Serious steps toward National Health Care
on January 30, 2009 at 2:28 pm and modified on January 30, 2009. at 2:28 pmThe Wall Street Journal is upset, though I am glad. These are good moves:
Democratic Stealth Care – WSJ.com
Initially designed for children of working-poor families, this new Super-Schip will be double in size, and even kids whose parents make $65,000 a year will be eligible. The program will also now cover pregnant women and automatically enroll their new arrivals. The Congressional Budget Office estimates 2.4 million individuals will drop their private coverage for the public program.Still, it’s the “stimulus” that has proven the real gift horse — a behemoth that has allowed Democrats to speed up the takeover of health care under cover of an economic crisis. They initially claimed, for instance, the “stimulus” would provide Medicaid money to states struggling to pay existing bills. What in fact it does is dramatically expand the number of Americans who qualify for Medicaid.
Under “stimulus,” Medicaid is now on offer not to just poor Americans, but Americans who have lost their jobs. And not just Americans who have lost their jobs, but their spouses and their children. And not Americans who recently lost their jobs, but those who lost jobs, say, early last year. And not just Americans who already lost their jobs, but those who will lose their jobs up to 2011. The federal government is graciously footing the whole bill. The legislation also forbids states to apply income tests in most cases.
House Democrat Henry Waxman was so thrilled by this blowout, it was left to Republicans to remind him that the very banking millionaires he dragged to the Hill last year for a grilling would now qualify for government aid. His response? A GOP proposal to limit subsidies to Americans with incomes under $1 million was accepted during markup, but had disappeared by final passage. In this new health-care nirvana, even the rich are welcome. CBO estimates? An additional 1.2 million on the federal Medicaid dime in 2009.
The “stimulus” also hijacks Cobra, a program that lets the unemployed retain access to their former company health benefits — usually for about 18 months. The new stimulus permits any former employee over the age of 55 to keep using Cobra right up until they qualify for Medicare at age 65. And here’s the kicker: Whereas employees were previously responsible for paying their health premiums while on Cobra, now the feds will pay 65%. CBO estimates? Seven million Americans will have the feds mostly pay their insurance bills in 2009.
If Barack Obama can use the financial crisis to bring about a better national health care system, I will be very impressed. I wish him well!
health insurancance is supposed to be insurance against catastrophic financial loss. the gov could run something akin to a voucher system that i would support but i know that’s not going to happen. it’s going to become the worst communist nightmare. i agree health insurance should be divorced from employment, but it should be in private hands as much as possible, with the comsumer making the choices. liberals in particular, and government in general, hate for the unwashed masses to make their own decisions though, so it will end up being a clusterf*ck. be sure that the rich will have a loophole exempting themselves from having to see poorly-trained, indifferent government doctors.
Have you fallen trap to the ‘throw money at it’ and it will be fixed. Have you ever seen one of these COBRA policies. They are usually absolutely awful and carry such limited coverage at a whopper price. This is not progress. COBRA policies should be eliminated and if the health care is to be continued let the government pay for the policy that had been in existence. The miniscule COBRA policy cost a friend of my age $800 something plus a month – while my own policy with a top name company cost $450 a month. Yes I have a good size deductible, but big stuff is covered and I have a minimal copay for doctor visits. COBRA is worthless. TDAXP – talk to people who have dealt with COBRA.
The Mom
Doug and The Mom are both more right than wrong.
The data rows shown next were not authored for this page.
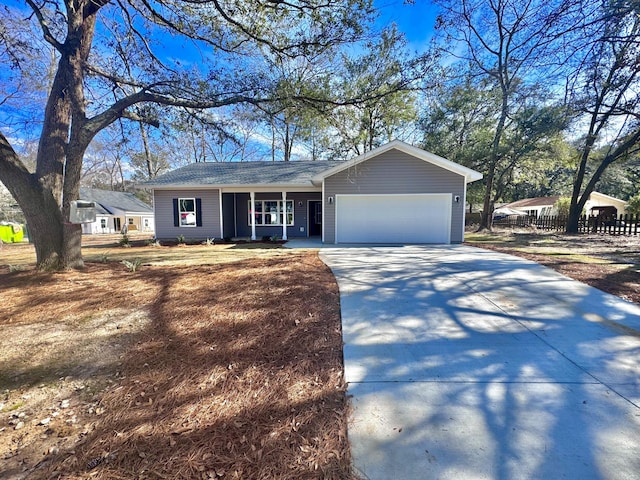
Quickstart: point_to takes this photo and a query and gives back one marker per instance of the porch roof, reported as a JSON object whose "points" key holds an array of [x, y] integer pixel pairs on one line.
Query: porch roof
{"points": [[242, 174]]}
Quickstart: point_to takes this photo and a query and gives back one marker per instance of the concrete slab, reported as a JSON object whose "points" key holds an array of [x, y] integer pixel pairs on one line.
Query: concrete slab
{"points": [[465, 363]]}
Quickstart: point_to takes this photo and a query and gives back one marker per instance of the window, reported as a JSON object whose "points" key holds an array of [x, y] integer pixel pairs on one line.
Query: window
{"points": [[187, 212], [272, 212]]}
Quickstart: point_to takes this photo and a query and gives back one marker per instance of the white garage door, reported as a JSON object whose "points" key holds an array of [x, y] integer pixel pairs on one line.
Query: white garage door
{"points": [[424, 218]]}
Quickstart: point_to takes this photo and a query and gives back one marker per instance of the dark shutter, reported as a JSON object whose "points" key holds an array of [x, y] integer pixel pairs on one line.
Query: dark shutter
{"points": [[176, 213], [198, 212]]}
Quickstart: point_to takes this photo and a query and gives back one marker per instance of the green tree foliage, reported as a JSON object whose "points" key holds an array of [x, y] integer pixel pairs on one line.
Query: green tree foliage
{"points": [[634, 204], [562, 206], [603, 93], [506, 44], [388, 78], [460, 125]]}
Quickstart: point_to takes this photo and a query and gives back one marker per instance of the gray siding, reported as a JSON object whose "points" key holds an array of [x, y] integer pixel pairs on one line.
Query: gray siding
{"points": [[299, 229], [394, 172], [163, 204]]}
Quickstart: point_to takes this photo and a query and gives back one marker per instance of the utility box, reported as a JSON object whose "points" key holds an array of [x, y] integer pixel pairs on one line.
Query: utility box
{"points": [[11, 232], [82, 211]]}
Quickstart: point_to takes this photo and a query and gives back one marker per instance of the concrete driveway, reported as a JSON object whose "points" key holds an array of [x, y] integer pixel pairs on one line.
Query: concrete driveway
{"points": [[465, 363]]}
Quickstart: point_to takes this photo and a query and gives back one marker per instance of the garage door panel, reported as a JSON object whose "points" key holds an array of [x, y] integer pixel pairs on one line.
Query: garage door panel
{"points": [[393, 218]]}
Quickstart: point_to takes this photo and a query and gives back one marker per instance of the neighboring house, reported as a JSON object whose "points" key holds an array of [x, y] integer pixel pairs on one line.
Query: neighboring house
{"points": [[598, 204], [115, 210], [396, 193]]}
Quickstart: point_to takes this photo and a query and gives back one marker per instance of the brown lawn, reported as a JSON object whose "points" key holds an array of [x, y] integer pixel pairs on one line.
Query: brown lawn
{"points": [[608, 262], [227, 370]]}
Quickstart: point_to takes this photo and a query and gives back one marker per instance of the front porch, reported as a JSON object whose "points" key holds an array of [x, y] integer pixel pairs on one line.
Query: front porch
{"points": [[285, 215]]}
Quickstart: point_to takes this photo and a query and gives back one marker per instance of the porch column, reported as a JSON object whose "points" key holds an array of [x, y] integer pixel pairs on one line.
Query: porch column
{"points": [[284, 215], [253, 215]]}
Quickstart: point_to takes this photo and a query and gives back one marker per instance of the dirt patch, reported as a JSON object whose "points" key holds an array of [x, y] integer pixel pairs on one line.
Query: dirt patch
{"points": [[608, 262], [227, 371]]}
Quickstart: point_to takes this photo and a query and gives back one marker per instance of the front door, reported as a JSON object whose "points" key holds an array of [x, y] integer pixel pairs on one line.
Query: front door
{"points": [[315, 218]]}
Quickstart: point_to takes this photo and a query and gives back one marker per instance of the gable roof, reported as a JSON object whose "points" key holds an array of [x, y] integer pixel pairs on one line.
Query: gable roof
{"points": [[469, 174], [286, 174], [108, 201], [220, 174]]}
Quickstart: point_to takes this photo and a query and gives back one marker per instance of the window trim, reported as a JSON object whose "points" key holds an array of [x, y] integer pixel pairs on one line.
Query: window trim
{"points": [[281, 213]]}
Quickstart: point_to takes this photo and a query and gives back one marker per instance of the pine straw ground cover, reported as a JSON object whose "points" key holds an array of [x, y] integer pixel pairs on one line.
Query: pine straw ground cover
{"points": [[220, 371]]}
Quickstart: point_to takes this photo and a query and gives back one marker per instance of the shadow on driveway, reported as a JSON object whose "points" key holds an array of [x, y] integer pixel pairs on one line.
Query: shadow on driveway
{"points": [[466, 363]]}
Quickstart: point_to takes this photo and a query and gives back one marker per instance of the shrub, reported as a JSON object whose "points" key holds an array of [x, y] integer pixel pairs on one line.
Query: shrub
{"points": [[124, 240], [132, 265]]}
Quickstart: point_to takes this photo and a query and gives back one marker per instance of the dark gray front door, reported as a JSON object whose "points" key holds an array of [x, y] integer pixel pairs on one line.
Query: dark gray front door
{"points": [[315, 218]]}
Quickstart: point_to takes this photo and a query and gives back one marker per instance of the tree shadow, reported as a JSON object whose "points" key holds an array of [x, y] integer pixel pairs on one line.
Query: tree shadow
{"points": [[466, 363]]}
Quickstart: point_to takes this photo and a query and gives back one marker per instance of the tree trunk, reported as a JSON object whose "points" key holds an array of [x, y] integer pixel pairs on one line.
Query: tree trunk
{"points": [[486, 219]]}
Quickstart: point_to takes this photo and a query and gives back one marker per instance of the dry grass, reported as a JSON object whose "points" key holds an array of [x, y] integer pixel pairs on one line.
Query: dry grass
{"points": [[231, 370], [608, 262]]}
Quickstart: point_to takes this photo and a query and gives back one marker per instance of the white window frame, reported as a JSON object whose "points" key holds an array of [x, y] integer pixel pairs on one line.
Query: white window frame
{"points": [[261, 212], [186, 212]]}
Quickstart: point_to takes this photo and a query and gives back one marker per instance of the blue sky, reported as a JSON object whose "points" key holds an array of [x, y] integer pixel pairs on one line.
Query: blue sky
{"points": [[414, 20]]}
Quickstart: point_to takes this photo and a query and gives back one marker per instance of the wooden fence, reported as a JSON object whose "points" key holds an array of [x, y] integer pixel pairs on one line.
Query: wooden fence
{"points": [[627, 224]]}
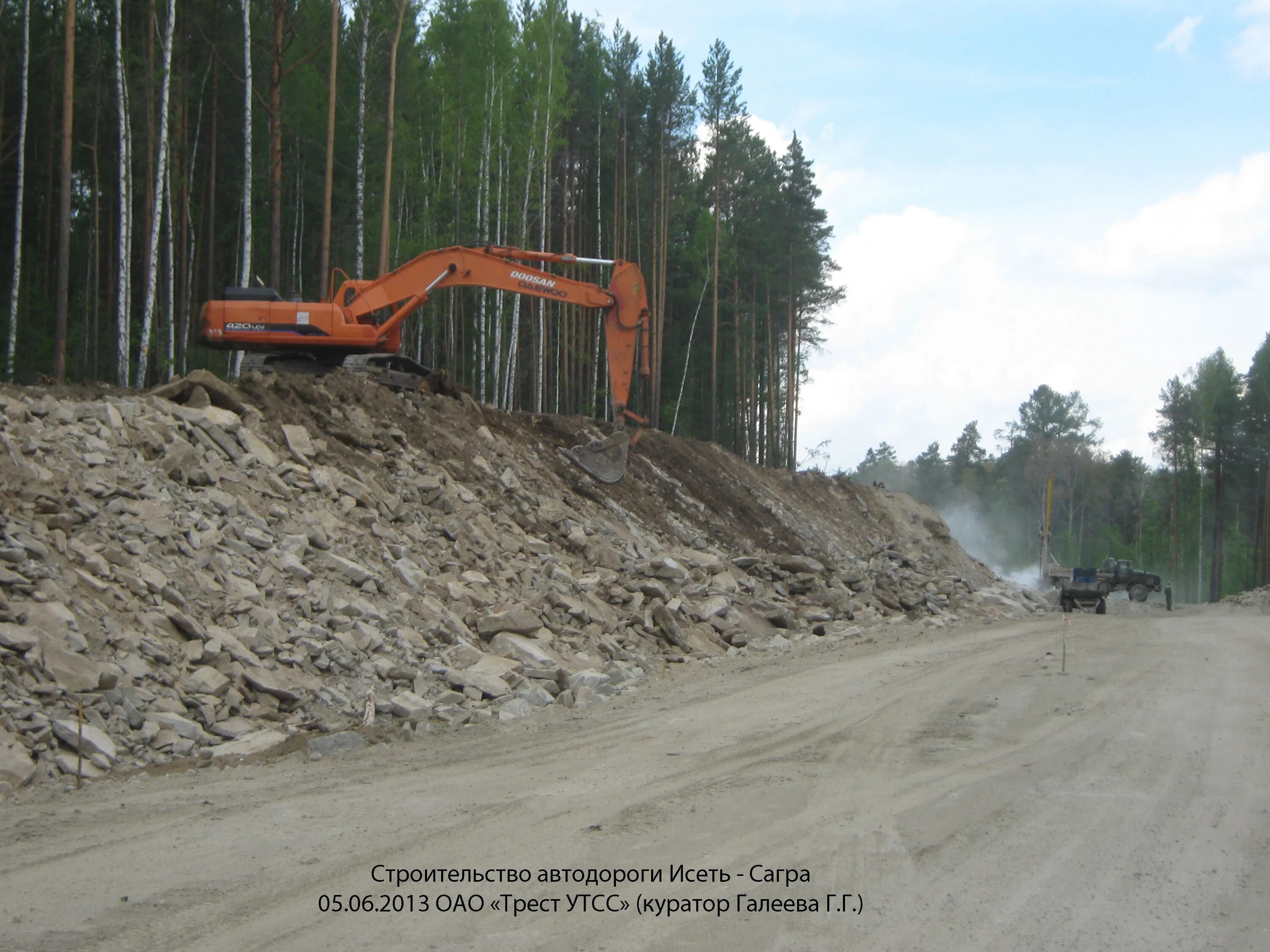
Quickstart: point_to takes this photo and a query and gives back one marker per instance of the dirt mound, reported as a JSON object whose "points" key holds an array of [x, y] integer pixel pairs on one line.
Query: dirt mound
{"points": [[308, 554], [1253, 598]]}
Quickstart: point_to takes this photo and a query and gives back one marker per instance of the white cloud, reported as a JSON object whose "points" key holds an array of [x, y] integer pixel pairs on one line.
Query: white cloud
{"points": [[950, 319], [1208, 234], [1251, 51], [776, 138], [1182, 36]]}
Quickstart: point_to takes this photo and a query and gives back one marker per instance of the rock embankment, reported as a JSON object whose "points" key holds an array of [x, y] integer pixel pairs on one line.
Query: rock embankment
{"points": [[211, 570]]}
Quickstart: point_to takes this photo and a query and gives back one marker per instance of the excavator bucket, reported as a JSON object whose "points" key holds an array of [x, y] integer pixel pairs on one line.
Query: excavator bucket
{"points": [[604, 460]]}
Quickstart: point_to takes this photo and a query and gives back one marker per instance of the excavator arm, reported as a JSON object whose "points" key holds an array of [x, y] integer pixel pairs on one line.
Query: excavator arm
{"points": [[365, 318], [400, 292]]}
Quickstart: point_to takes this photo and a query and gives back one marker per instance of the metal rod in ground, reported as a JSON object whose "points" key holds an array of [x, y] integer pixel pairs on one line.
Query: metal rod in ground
{"points": [[79, 749], [1067, 625]]}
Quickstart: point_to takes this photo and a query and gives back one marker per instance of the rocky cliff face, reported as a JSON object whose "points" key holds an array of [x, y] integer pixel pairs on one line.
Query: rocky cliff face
{"points": [[213, 570]]}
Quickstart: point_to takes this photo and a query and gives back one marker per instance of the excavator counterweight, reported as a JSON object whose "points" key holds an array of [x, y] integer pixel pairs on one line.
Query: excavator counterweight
{"points": [[360, 327]]}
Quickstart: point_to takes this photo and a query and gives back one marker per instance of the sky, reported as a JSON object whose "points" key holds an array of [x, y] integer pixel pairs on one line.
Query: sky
{"points": [[1023, 192]]}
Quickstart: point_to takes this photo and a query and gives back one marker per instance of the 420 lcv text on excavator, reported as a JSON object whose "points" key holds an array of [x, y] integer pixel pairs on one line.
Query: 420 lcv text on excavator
{"points": [[360, 328]]}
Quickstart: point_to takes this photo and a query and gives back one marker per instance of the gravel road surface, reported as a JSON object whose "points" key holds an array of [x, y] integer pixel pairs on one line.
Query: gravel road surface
{"points": [[972, 794]]}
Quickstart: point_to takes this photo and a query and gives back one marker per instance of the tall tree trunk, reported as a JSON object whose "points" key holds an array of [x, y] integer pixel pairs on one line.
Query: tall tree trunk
{"points": [[64, 197], [714, 306], [188, 228], [514, 341], [160, 178], [1218, 556], [280, 11], [171, 356], [361, 144], [737, 409], [385, 266], [544, 214], [213, 149], [790, 460], [328, 178], [246, 262], [600, 253], [14, 289], [124, 281], [94, 374], [483, 228]]}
The current system and the new system will both be bad.
Likewise, CORBRA coverage is hardly any coverage at all.
The goal is not to make a flawless system. It is to move us out of the current awful system to something less awful, and merely bad.
Part of that is getting back to ‘politics as usual,’ where our policies are decided by the competing views of self-interested political groups.
Right now, we are stuck in an issue of ‘principles,’ where emotional debates such as ‘socialism!’ (used by the far right) and ‘single payer!’ (used by the far left) distract everyone from the real business of getting everyone on a national system.
So I expect the future health care system to be corrupt, inefficient, and all the rest. But once we’ve shifted the debate to be a dry and technical batter of interest groups, we can at least have a system as sensible as, say, the income tax.